The reason is, after all of PROVOKE’s work within the education sector (it is one of our core areas of focus and expertise), I was eager to see experiential learning at its best. We have learned repeatedly that this is one of the most coveted, magical moments of learning, when the hands on experience of diving deep into a topic live, ignites engagement, enthusiasm and quality learning.

We arrived at our destination, students vibrating with enthusiasm. (Okay maybe because they were out of their classroom for the day, but nonetheless they were excited to be there regardless of the motivation.) And I observed eagerly, ready to take in the moments of learning.

All I can say is, what a bust. A waste of an opportunity. Harsh perhaps, but let me share with you what I saw.

The students arrived and walked past some awesome and exciting artifacts, but were told to walk past quickly and sit down. (Interesting as this venue was a client and I know how hard they planned and worked to make the exhibits draw people in and engage. They did a great job, but the leaders of the day had an agenda and that did not include allowing the force of the exhibit to work.) The students did as they were told, with their curious eyes darting at the exhibits to take in as much as they could on their way through.

They then sat down and were lectured at by the leader for a solid 10 minutes. Really, 10 minutes. What was the lecture about? The “rules” of how to behave. And, it was delivered in a condescending, simpleton, I-know-you-are-here-to-create-havoc manor, so the students were basically told to sit down, be quiet and listen. (Ummm, not seeing much opportunity for magical moments of engagement here.) I could not help myself when asked if there were any questions. I promptly raised my hand and asked how the students would have fun. The response was, “If they listen they will have fun.” Okey dokey. (I was starting to get worried now.)

The program had some teaching (still in the charming “you must all be idiots” tone he began with – can you hear my teeth gnashing?). The moments of “experience” came in the form of laminated 8×10 photographs, and allowing for some questions to be asked. (Don’t forget that they were sitting in the middle of real examples all around them, but what was offered may as well have been a text book in a class room). Yikers!

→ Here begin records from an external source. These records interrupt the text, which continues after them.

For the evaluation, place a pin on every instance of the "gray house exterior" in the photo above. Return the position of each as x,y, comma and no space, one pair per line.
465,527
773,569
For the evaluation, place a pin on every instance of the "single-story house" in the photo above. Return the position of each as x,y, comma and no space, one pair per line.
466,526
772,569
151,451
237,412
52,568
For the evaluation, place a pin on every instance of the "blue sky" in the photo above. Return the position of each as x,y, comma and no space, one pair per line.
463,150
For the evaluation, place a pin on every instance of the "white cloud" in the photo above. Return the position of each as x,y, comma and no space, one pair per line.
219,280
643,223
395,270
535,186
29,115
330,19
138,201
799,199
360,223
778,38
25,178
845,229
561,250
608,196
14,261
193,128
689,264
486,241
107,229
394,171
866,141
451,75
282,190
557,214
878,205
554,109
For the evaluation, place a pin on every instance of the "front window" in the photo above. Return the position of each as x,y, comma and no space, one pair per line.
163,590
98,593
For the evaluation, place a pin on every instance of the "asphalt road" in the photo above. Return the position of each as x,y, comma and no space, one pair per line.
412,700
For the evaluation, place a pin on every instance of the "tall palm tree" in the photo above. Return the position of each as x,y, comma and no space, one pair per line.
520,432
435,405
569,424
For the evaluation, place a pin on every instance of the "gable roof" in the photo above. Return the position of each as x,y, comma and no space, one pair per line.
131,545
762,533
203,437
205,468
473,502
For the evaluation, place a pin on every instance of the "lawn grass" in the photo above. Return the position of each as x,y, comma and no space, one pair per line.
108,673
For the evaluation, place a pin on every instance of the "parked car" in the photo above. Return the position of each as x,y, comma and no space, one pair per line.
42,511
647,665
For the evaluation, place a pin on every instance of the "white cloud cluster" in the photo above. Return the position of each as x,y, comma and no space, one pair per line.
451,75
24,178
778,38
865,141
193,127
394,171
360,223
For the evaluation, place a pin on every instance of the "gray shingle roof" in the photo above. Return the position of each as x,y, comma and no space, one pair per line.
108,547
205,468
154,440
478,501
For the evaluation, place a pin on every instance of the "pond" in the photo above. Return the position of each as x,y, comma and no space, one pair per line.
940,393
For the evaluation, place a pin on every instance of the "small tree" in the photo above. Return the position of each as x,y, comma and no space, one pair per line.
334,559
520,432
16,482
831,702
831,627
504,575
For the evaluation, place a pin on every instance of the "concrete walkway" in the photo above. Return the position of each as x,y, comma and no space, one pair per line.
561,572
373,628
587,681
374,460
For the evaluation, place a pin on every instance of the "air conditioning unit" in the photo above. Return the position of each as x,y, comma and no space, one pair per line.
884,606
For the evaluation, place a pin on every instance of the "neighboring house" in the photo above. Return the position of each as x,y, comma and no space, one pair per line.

Next we moved into a room of artifacts where the students got to do some independent discovery (phew, finally), make presentations of what they learned and to debate about the merits of one choice over another. They were finally getting into it. They were engaged, excited, the energy was ripping through the room. The hands were popping into the air to contribute, the magical moment started to appear and I was getting excited watching them.

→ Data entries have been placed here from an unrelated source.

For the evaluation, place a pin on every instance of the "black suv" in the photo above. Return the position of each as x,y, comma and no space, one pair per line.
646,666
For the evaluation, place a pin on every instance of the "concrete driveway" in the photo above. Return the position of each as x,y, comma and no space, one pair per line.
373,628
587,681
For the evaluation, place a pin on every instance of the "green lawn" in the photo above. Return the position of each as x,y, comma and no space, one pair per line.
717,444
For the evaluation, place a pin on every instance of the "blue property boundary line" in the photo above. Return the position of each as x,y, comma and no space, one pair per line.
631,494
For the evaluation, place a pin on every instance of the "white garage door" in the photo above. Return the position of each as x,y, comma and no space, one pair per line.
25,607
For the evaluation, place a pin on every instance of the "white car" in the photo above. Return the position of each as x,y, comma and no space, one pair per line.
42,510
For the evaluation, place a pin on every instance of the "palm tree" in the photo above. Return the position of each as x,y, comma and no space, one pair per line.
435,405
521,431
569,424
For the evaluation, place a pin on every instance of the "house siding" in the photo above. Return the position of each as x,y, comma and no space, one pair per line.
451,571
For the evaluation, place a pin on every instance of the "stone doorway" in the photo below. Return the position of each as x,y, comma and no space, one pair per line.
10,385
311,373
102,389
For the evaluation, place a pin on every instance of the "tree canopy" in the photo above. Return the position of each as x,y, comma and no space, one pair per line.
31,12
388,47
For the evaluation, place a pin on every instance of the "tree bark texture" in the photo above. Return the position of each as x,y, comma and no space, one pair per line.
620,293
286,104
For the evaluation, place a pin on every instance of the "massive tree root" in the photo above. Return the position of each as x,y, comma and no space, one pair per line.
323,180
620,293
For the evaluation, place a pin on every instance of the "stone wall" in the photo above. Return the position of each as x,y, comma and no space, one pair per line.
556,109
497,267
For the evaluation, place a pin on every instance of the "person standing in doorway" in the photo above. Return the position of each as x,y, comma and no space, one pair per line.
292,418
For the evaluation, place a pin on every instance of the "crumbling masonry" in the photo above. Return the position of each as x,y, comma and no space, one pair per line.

Then, boom, down came the oppressive hand. “Be quiet, settle down,” order in the court (oops, make that room). Just when the students were in the moment they were whacked out of it. Sigh, now I am really worried.

Anyway, they had an afternoon program that pretty much mirrored that experience, and we all walked away disappointed. Okay, as you can tell from this blog, I was well beyond disappointed. I was shocked that such a wonderful opportunity had been squandered in the name of “control”. Number one objective for this place was to keep the kids under control. I am so saddened when people lose sight of their objective. Engaging students in moments of learning may not always be best facilitated by shushing and reprimanding.

Do not get me wrong, I am not saying wild mayhem should ensue, but certainly there is a happy medium that allows the enthusiasm for learning to come out. One of the major issues education has is not being able to sustain engagement with students. Hmmm, when we consider the prime objective of “maintaining control” do we really have to wonder why? (I actually once had a teacher say to me that if a student is too insistent in raising a hand to answer questions, the teacher ignores the child! Huh?!). Most kids and youth rise to what is expected of them (frankly adults too!). Look at what we are expecting of them, it is a pretty low marker generally speaking.

Let’s remember what the end goal is in all of our actions, and let’s try to expect quality engagement from those around us. This seems way more fun than ripping the snot out of enthusiasm, doesn’t it?